1. In Adam Smith's day 3 per cent, was the usual rate of profit for sound security. To-day L.C.C. stock, second only to Consols, are issued at 3 ½ per cent. In many cases as large rates as ever are made to-day. The Cold Storage Co. paid over 100 per cent., some of the electric power companies have made similar profits, while some of the catering firms pay dividends of 30 to 40 per cent year after year.

The amount of profit apart from the rate, has of course increased enormously with the increased productiveness of labour.

2. Surplus value is the portion of wealth remaining after paying wages, cost of raw material and of machinery used up in the given time. But this as a rule undergoes further deduction for rent for the land, interest, and rates and taxes. The portion of the surplus value that remains is the capitalist's Profit. Profit, therefore, is only a part of surplus value.

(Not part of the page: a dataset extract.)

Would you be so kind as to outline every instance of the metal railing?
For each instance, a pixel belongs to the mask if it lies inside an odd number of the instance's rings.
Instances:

3. What you pay for your tobacco and sugar is their market prices, and taxes are the smallest factor in fixing these prices. The workers only receive sufficient to keep them in working condition, hence have no margin wherewith to pay taxes. See " S.S." for October 1904 and June 1905 where the matter is fully dealt with.

4. If you will send particulars of numbers joining we shall be pleased to help you.

5. Yes, old age pensions etc, do come out of surplus value, as shown by answer to question 3.


E.C.R. asks "How do the S.P.G.B. propose to overthrow the present system of society and establish Socialism on Democratic lines and legislative means without Man and Woman Suffrage?"

The Socialist Party is not opposed to Adult Suffrage, but maintain that the working class have quite sufficient votes at their disposal to effect the revolutionary purpose when the class are sufficiently class conscious to make the time opportune. It is a question of education, not of extensions of the franchise ; and since the line of social cleavage is drawn through classes and not through sexes, there is nothing undemocratic in proposing to proceed even with our present limited male suffrage.


E. GARRY asks how non-producing workers (instancing insurance collectors) can be exploited.

If 5 hours social labour produces a day's energy, and the worker is compelled to render ten hours labour for the day's necessaries which have taken only 5 hours to produce, then, no matter what the result of his labour (and the capitalist will see that it has some tangible result), he is exploited. Apart from this, however, even the so-called non-producing workers are necessary to the operations of the capitalist class, and Friend Garvey must not forget that the workers are exploited as a class since as a class they are deprived of the means of living except through wage slavery.